Business plan Flashcards
FORECASTING BS: how to forecast debt and other financial liabilities?
initially leave them out, then use them to balance the BS (usually as residual item), to impute interest expense for the period through an iterative process.
what are the second 5 steps to create a forecasting model?
project the BS (leaving out cash and debt), project the CF statement, balance the BS and calculate interest (these two steps are iterative and must be completed together), create a summary output page.
what are the 3 main categories of numerical assumptions one needs to make before forecasting?
macroeconomic (inflation, GDP growth). evolution of key financials (sales growth, working capital, R&D expense, CAPEX) and capital structure (leverage and sources of financing, fiscal policy in the long term).
FORECASTING IS: how does one estimate interest expense?
initially leave it out, come back to it when balancing the BS and estimating debt.
how many historical financials does one need to calculate the ratios?
3-5 years usually
how does the cash sweep work?
if CADR is positive it goes to repay debt, if it is negative the company must take up debt in order to meet the restricted cash needs.
FORECASTING IS: how to estimate COGS and SG&A?
historical % of revenues and comparable analysis.
what are important ratios to calculate for forecasting?
margins from the IS, growth rate of key financials, turnovers and days for payables, receivables and inventory from the BS.
FORECASTING IS: how to estimate tax expense?
either use the marginal or actual tax rate.

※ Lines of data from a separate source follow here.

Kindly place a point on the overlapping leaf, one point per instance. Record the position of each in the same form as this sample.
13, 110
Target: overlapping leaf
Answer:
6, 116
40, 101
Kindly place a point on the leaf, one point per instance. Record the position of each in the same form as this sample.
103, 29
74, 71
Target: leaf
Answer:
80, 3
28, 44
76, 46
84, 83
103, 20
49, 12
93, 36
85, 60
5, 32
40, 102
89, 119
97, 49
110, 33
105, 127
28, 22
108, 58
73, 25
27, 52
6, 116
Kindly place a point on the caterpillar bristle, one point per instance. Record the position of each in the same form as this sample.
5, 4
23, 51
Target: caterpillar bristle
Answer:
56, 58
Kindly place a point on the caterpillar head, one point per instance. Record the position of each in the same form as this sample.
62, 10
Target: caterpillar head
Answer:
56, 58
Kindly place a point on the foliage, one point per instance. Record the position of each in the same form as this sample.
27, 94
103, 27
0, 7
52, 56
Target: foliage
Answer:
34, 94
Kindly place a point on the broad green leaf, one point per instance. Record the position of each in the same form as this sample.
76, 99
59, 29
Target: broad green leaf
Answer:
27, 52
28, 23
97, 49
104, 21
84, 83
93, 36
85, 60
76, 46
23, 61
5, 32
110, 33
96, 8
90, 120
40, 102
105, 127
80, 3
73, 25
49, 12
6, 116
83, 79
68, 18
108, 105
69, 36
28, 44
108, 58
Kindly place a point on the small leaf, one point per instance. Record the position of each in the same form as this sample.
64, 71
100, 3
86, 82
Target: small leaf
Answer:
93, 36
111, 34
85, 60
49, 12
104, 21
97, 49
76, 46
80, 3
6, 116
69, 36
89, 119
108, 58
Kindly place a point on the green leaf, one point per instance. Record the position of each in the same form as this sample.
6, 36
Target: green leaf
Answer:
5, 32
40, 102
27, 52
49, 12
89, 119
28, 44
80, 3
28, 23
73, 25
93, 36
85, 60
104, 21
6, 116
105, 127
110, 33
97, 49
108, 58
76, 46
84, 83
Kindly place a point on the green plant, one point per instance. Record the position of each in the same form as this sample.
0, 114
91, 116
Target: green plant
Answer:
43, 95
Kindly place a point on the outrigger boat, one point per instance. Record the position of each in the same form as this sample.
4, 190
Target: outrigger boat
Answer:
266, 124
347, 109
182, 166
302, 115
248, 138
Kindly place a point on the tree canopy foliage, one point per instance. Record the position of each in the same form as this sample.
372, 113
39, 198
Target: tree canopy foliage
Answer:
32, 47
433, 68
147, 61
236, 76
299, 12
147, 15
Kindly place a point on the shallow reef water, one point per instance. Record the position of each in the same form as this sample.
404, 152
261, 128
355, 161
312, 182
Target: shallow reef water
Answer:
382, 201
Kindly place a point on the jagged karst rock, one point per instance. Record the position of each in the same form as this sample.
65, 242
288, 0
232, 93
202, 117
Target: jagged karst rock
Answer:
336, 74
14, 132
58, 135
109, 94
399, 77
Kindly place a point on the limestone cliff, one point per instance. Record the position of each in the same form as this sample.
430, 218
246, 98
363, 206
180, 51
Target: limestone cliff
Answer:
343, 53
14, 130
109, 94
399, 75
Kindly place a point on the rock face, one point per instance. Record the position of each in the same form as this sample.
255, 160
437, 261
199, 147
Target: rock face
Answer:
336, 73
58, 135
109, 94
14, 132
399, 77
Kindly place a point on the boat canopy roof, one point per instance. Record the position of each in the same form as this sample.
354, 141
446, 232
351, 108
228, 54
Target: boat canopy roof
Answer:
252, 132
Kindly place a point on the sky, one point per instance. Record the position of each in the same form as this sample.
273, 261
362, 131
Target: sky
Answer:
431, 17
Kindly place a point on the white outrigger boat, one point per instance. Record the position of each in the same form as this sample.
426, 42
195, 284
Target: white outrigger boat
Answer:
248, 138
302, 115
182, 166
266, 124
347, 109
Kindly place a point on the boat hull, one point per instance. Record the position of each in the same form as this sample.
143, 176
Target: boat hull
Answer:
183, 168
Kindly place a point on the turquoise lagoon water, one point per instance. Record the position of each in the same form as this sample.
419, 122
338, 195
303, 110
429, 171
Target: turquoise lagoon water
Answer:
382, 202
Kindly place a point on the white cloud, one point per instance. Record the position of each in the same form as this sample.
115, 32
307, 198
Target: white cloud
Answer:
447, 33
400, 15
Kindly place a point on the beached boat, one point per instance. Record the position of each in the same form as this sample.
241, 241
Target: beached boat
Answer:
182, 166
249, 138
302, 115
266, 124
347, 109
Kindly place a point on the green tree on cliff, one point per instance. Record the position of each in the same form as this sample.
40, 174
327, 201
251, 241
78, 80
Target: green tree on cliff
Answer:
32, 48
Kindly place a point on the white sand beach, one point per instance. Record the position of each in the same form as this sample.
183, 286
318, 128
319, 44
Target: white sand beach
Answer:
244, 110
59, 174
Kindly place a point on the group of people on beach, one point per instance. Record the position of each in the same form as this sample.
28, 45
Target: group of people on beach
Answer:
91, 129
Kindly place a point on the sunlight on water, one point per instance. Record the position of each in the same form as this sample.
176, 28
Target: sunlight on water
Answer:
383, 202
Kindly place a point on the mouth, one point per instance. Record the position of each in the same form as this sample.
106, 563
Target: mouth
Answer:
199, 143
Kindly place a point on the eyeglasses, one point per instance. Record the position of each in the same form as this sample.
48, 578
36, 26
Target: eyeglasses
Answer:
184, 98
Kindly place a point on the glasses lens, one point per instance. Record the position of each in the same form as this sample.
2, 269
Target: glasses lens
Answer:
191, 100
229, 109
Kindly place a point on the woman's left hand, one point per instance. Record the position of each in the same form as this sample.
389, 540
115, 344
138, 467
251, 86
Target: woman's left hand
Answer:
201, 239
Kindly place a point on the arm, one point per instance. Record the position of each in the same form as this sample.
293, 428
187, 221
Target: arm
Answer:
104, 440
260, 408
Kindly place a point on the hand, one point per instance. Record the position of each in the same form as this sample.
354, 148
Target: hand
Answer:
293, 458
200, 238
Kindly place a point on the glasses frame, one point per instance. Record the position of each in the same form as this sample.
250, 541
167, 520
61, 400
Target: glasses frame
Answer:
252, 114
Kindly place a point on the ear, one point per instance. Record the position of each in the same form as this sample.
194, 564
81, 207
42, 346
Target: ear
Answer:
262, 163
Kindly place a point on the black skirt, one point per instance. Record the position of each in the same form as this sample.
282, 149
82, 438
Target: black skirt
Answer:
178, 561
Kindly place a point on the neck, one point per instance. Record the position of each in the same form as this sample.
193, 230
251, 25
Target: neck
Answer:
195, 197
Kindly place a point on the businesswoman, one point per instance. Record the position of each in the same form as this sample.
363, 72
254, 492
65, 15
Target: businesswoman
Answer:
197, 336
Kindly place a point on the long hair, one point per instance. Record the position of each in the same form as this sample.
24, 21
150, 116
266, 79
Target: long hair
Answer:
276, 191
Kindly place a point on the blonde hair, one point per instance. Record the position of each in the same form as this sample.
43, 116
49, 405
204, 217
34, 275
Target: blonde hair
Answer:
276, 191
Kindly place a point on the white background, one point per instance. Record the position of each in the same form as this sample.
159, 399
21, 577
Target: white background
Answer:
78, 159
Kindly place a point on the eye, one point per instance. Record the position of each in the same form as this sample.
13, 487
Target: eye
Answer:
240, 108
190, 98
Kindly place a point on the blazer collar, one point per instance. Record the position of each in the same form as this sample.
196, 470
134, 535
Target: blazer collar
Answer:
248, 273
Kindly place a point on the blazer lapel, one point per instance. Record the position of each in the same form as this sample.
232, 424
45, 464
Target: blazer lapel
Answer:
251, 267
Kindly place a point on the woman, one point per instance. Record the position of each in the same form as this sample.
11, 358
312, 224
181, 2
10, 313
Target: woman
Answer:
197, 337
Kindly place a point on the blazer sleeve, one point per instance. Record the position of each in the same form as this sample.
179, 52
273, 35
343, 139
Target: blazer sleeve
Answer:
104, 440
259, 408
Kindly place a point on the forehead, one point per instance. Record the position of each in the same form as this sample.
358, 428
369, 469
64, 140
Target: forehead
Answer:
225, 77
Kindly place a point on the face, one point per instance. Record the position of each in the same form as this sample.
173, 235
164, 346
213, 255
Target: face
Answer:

FORECASTING BS: how to estimate goodwill?
keep it flat
FORECASTING BS: how to estimate changes in operating WC?
use payables, receivables and inventory days.
what are the things one should clearly define when pinpointing the actions needed to pursue the company’s strategy?
which objective is the action achieving? what is the future impact of this action on financial statements? when will this action take place and how long will it last? what are risks related to it?
FORECASTING IS: how to estimate D&A?
as a % of PPE and intangibles at the beginning of the period.
what should you consider when making assumptions about the evolution of key ratios?
historical trends, strategic assessment and comparables.
how to calculate cash available for debt repayment?
operating CF + investing CF + equity issuance - dividends/repurchases - restricted cash.